Friday, October 13, 2023

Colonel Bingham Celebrates 85th Birthday, Sept. 13, 1923

Colonel Bingham, 85. . . M.C.S. Noble Tells of a Fine Birthday Party

M.C.S. Noble, dean of the University’s school of education, is back from a trip to Asheville to attend the celebration of the 85th birthday of Colonel Robert Bingham, native of Orange County, graduate of the University in the class of 1857, captain in the Confederate Army, and one of the most distinguished schoolmasters in the country.

“I found the Colonel the same delightful companion as ever,” said Mr. Noble yesterday, “feeble in body but with his mind as clear and alert as it was when I was at school under him 50 years ago. His children and grandchildren were gathered about him, and with them a number of his former pupils. They came from all over the South. One man there was Nelson Phillips, until recently chief justice of the supreme court of Texas. Others were Rev. John Tillinghast of South Carolina, who was here at the University with the Colonel and became a chaplain in Lee’s army; and ‘Old Sawney’ Webb, the celebrated head of the school at Bell Buckle, Tennessee; and T.F. McDow of South Carolina.

“Colonel Bingham was wheeled into the room where we had the party, in his invalid’s chair, smiling and happy. Before him they laid out his birthcake, with 85 candles on it, an he and his granddaughter cut it. We sat around for two or three hours, talking over old times and new. He stayed with us the whole time. It was amazing how youthful his face looked—hardly a wrinkle in it. There were 50 or 60 present. We all came away feeling that we had spent one of the most agreeable evenings of our lives.”

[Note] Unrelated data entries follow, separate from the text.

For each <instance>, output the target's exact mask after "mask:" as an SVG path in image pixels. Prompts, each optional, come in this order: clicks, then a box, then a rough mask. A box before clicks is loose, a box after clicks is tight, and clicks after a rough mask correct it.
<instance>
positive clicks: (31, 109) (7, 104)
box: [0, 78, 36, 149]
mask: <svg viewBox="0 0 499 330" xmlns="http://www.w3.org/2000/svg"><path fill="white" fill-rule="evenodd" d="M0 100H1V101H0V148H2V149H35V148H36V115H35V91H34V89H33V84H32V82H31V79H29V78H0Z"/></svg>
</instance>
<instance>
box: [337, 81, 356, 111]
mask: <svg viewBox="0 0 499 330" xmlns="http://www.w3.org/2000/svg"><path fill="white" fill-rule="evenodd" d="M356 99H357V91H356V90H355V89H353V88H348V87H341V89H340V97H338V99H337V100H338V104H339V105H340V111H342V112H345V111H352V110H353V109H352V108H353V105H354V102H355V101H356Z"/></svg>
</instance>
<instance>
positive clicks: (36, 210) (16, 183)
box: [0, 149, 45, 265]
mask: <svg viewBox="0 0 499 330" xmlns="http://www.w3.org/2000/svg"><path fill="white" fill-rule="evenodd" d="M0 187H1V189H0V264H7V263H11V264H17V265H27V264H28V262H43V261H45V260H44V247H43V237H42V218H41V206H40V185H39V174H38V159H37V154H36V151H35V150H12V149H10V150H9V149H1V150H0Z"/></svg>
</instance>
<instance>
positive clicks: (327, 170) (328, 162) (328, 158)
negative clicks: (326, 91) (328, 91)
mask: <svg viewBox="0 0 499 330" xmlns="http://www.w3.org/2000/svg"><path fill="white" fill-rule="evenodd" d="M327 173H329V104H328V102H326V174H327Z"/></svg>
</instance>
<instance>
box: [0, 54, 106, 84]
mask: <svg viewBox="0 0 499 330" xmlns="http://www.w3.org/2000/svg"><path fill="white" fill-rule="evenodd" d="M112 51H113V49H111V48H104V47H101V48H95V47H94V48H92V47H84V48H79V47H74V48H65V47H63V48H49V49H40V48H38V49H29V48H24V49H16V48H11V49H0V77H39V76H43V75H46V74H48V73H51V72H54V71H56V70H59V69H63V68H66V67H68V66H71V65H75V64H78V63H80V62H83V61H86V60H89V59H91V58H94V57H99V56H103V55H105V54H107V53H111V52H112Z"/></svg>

A day or two after the party the Asheville Citizen, commenting editorially upon it, said: “Dean Noble summed up the sentiment of the Tar Heels who know the man and his life work when he said that the history of North Carolina education will have brighter luster in its pages because of the sturdy manhood, the sound knowledge, and the qualities of leadership which mark the career of Colonel Bingham.”

The Bingham school was founded in 1793. It was at Hillsboro and afterward at Oaks. In the Civil War period it moved to Mebane, and 33 years ago to Asheville. Robert Bingham succeeded to the headship in 1773 and continued in active control until 1920.